Police in the state of São Paulo said the shooter, identified as 46-year-old Sidnei Ramis de Araújo, is believed to have been angry over a split with his wife, Isamara Filier, 41, and their son João Victor.
Three other people remain hospitalized, police said, while four people survived the attack unharmed, including one party attendee who managed to flee to a bathroom and phone the police when the shooting began.
Survivors, according to a police spokesman, said that just before midnight, the shooter jumped over a fence surrounding the house, burst through a door and began firing even as he berated Filier for taking their son.
Araújo possibly sought to take advantage of the commotion of New Year’s Eve to disguise the shooting, police said.
One neighbor told local television that he and his family heard shots, but had thought they might be fireworks until one of the wounded ran to their property, bleeding and pleading for help.
Despite high rates of crime and violence in Brazil, including significant problems with assaults against women, the attack alarmed Latin America’s biggest country on a holiday associated with family gatherings.
Gun deaths are common in heists, holdups and in confrontations among police, drug gangs and other criminals in Brazil, but targeted mass shootings are rare.
Police said Araújo, reported by local media to be a laboratory technician, used a 9 mm pistol and carried two additional clips, extra ammunition, a knife and unspecified but unused explosives.

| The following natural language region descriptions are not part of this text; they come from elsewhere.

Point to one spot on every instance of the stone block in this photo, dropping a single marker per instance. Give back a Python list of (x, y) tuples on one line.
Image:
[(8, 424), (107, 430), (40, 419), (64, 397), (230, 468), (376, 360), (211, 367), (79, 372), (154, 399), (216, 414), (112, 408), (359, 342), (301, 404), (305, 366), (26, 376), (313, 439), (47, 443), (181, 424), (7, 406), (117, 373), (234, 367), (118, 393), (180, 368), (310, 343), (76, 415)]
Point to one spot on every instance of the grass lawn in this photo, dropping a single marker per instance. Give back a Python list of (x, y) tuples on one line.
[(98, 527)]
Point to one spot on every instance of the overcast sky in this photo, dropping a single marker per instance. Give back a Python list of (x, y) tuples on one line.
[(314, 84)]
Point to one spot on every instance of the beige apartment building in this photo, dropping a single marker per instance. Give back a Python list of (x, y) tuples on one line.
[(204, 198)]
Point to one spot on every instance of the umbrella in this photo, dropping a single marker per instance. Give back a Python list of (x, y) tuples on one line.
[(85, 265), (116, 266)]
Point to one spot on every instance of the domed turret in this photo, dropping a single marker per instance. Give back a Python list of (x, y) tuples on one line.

Investigators are analyzing the explosives in addition to a cell phone and audio recorder found in a car he parked outside the home to determine whether Araújo left any sort of message about his attack.
Police said they did not yet know if Araújo had a history of violence, or whether he had been known to physically harm or threaten his former wife before the attack.
Campinas, an industrial and university city of over 1 million residents, is located about 100 kilometers (60 miles) northwest of the city of São Paulo, Brazil’s biggest metropolis.